Trading Barriers: Immigration and the Remaking of Globalization by Peters Margaret E
Author:Peters, Margaret E.
Language: eng
Format: epub
Publisher: Princeton University Press
Published: 2017-07-14T16:00:00+00:00
SINGAPORE
In 2011, voters in Singapore sent a resounding rebuke to the People’s Action Party (PAP) largely because of its immigration policy, garnering the PAP its worst performance since independence.9 The next year, a wildcat strike by Chinese-immigrant bus drivers over pay disparities with Malaysian-immigrant bus drivers sparked widespread hostility against immigrant workers.10 Opposition to the PAP’s immigration policy further increased in 2013, when it was announced that the draft population target for 2030 would be 6.9 million, of which only 55 percent would be native-born Singaporeans. The announced target led to an unprecedented four-thousand-person protest against the policy.11 After a five-day debate in Parliament, one of the longest debates in Singapore’s history, the government was forced to walk back its policy.12 Since then, the government has enacted a new set of restrictions on both low- and high-skill immigration.
The fact that popular opposition to immigration has forced the government to restrict low-skill immigration is somewhat surprising given existing theories of immigration policy. Organized labor is extremely weak; the government controls the labor unions. Arguments based on immigrants’ use of the social welfare system cannot explain the restrictions either; low-skill immigrants (referred to as foreign workers rather than immigrants) are not eligible to use the social welfare system. Finally, if employers should have a voice in immigration policy anywhere, it should be in Singapore, where the government controls a large stake in many corporations.

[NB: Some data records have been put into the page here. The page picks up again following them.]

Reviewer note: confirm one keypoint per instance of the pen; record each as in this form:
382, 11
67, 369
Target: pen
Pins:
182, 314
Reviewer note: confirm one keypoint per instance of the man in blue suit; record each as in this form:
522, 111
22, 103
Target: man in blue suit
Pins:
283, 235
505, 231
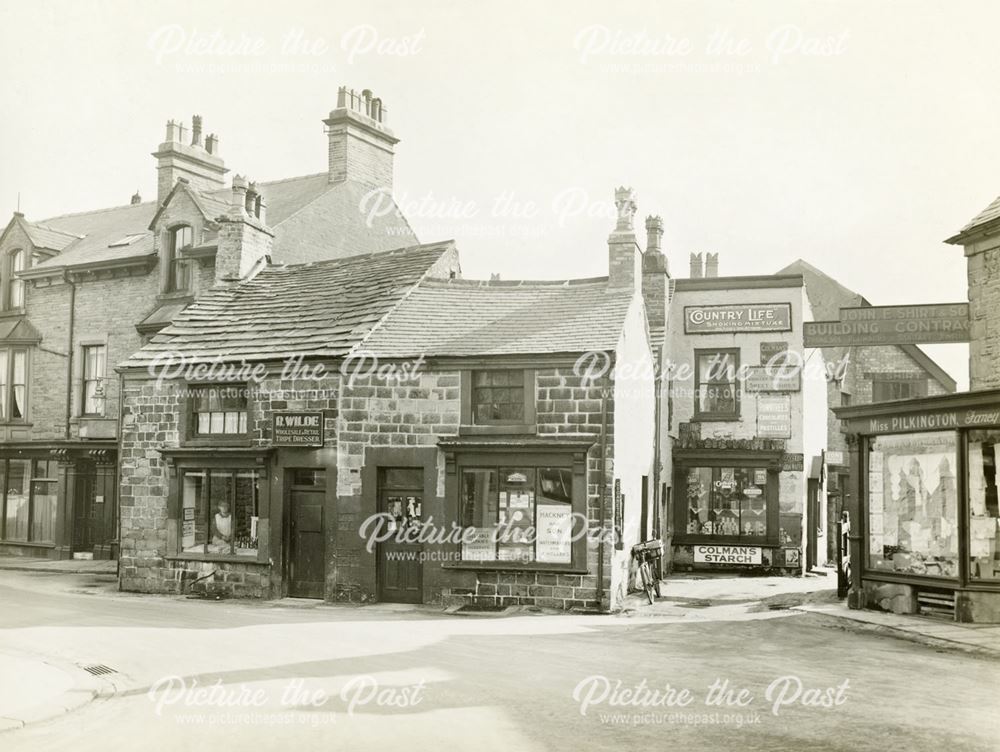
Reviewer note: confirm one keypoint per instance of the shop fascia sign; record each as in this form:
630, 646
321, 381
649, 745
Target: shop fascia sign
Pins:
717, 554
891, 325
743, 317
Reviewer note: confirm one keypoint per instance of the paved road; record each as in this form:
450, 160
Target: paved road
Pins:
265, 677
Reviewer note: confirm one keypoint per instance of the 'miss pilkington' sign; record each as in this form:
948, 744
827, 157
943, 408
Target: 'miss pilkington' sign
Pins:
297, 429
727, 555
748, 317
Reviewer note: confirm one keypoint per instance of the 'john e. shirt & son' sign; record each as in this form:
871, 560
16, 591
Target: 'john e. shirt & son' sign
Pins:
746, 317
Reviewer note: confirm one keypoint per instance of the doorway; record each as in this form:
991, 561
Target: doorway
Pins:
307, 546
400, 563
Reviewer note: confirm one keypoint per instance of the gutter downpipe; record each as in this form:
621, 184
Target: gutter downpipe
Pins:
69, 352
603, 491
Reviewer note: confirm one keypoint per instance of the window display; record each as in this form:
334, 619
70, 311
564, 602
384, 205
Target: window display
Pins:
727, 502
984, 515
913, 504
517, 514
219, 512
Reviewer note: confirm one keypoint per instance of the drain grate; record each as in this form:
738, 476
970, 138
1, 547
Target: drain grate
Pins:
99, 670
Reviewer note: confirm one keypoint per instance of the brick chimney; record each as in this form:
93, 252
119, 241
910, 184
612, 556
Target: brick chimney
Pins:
199, 164
245, 242
696, 266
624, 257
711, 264
655, 274
360, 144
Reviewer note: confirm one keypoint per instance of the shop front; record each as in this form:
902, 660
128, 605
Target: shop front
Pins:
929, 537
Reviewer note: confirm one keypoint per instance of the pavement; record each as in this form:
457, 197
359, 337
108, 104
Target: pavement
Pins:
504, 682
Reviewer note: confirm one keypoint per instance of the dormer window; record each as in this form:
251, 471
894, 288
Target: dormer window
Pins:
178, 272
15, 285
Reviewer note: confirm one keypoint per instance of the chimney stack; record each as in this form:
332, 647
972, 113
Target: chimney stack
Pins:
624, 258
360, 146
696, 266
200, 165
655, 274
711, 264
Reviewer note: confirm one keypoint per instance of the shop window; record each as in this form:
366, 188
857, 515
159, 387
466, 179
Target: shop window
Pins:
178, 271
886, 390
499, 397
984, 515
717, 395
728, 502
13, 384
517, 514
94, 364
913, 504
219, 410
220, 510
30, 500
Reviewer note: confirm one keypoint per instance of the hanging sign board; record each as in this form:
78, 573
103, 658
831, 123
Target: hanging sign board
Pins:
772, 379
297, 429
774, 416
891, 325
750, 317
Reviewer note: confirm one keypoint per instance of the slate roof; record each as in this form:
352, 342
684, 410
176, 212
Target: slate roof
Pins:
313, 220
827, 296
320, 309
987, 215
469, 317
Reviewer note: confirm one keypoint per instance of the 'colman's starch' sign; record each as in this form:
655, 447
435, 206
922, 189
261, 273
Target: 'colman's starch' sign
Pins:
727, 554
750, 317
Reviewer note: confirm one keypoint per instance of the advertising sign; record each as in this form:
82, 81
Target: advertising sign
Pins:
555, 531
727, 555
891, 325
772, 379
297, 429
750, 317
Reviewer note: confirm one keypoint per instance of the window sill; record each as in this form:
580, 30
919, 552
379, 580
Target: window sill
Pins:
490, 566
690, 539
234, 440
496, 429
30, 544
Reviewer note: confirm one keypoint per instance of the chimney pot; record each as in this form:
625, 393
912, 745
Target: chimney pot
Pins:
696, 266
711, 264
654, 234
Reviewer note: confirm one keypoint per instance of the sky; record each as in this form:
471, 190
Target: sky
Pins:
855, 135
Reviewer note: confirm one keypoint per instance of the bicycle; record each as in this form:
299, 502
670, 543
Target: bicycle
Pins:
650, 583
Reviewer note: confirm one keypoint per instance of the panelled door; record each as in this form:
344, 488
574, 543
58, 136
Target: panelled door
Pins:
400, 565
307, 547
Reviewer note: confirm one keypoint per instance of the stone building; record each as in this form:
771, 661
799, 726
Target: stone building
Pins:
81, 292
466, 442
857, 375
744, 437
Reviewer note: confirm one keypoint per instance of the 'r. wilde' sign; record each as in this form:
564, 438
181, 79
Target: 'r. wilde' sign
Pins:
297, 429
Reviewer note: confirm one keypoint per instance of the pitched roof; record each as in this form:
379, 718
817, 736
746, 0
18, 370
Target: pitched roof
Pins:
827, 296
314, 220
469, 317
320, 309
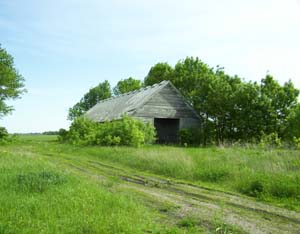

How, then, did Singapore get to this point? I will argue in this chapter that the PAP’s immigration policy has been a balancing act between keeping Singaporean companies competitive in an increasingly competitive international marketplace and keeping opposition to the PAP low. The PAP has been able to keep its hold on power in large part because it has been able to deliver export-led economic growth. Yet its ability to provide this growth has been challenged as other Asian countries have developed. At first, it responded to the loss of competitiveness by increasing openness to foreign workers. However, openness has sparked fears that natives would be overrun and the traditional ethnic balance would be lost. In response to the fears that Singapore was losing its competitive edge and that immigration would lead to a backlash, the government has encouraged firms to increase productivity and/or move low-skill production overseas, while maintaining research and development and headquarters functions in Singapore. The focus on increasing competitiveness has decreased firms’ demand for low-skill workers, especially in the manufacturing sector, and pushed the government to restrict low-skill immigration to force firms to be more productive.